Dear Commander Boud:
It was very kind of you to send me the history of the Noa, and I am sincerely grateful. My aunt, Mrs. Samuel Davis, will be positively delighted; she is out of town this week, but will be back next week and I am sure she will write to you.
I was on the old Noa three or four times, but before your tenure. We grieved when she went down, and didn't know about the new one until we read about it in the paper. However, we went to the commissioning of the new one at Charlestown on November 2, and enjoyed it thoroughly.

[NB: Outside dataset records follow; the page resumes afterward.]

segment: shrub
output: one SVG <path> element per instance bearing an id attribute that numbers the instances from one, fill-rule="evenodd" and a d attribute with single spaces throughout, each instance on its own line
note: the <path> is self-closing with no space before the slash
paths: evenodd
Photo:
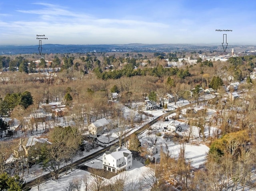
<path id="1" fill-rule="evenodd" d="M 159 132 L 156 134 L 156 136 L 158 137 L 160 137 L 162 136 L 162 134 L 160 132 Z"/>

One of our greatest ambitions (like most people's) is to get an automobile, and if and when we do I am sure we will take advantage of your kind offer to come in to see you. Until then, it probably won't be possible. I hope that if you are in New York you will let us know.
Thanks again for your thoughtfulness.
Yours sincerely,
[Albert H. Morehead]
[1] Seaman's Mate 1st class
[2] Quartermaster 1st class
[3] Boatswain's Mate 1st class
[4] Gunner's Mate, Petty Officer 2nd class
[5] APD stands for Auxiliary Personnel Destroyer, a term for a type of high-speed transport ship in the U.S. Navy that was created by converting older destroyers. These ships were designed to rapidly deploy small units of troops to hostile shores, carry troops and cargo, and provide gunfire support during amphibious assaults.
[6] For the PBY designation "PB" means patrol bomber, and "Y" was the code assigned to the manufacturer, Consolidated Aircraft.
[7] Office of Naval Intelligence
[8] Commander-in-Chief, United States Pacific Fleet
[9] Yard Minesweeper
[10] LST, which stands for Landing Ship, Tank, is a type of naval vessel designed to carry tanks, vehicles, and troops directly onto a beach during amphibious landings.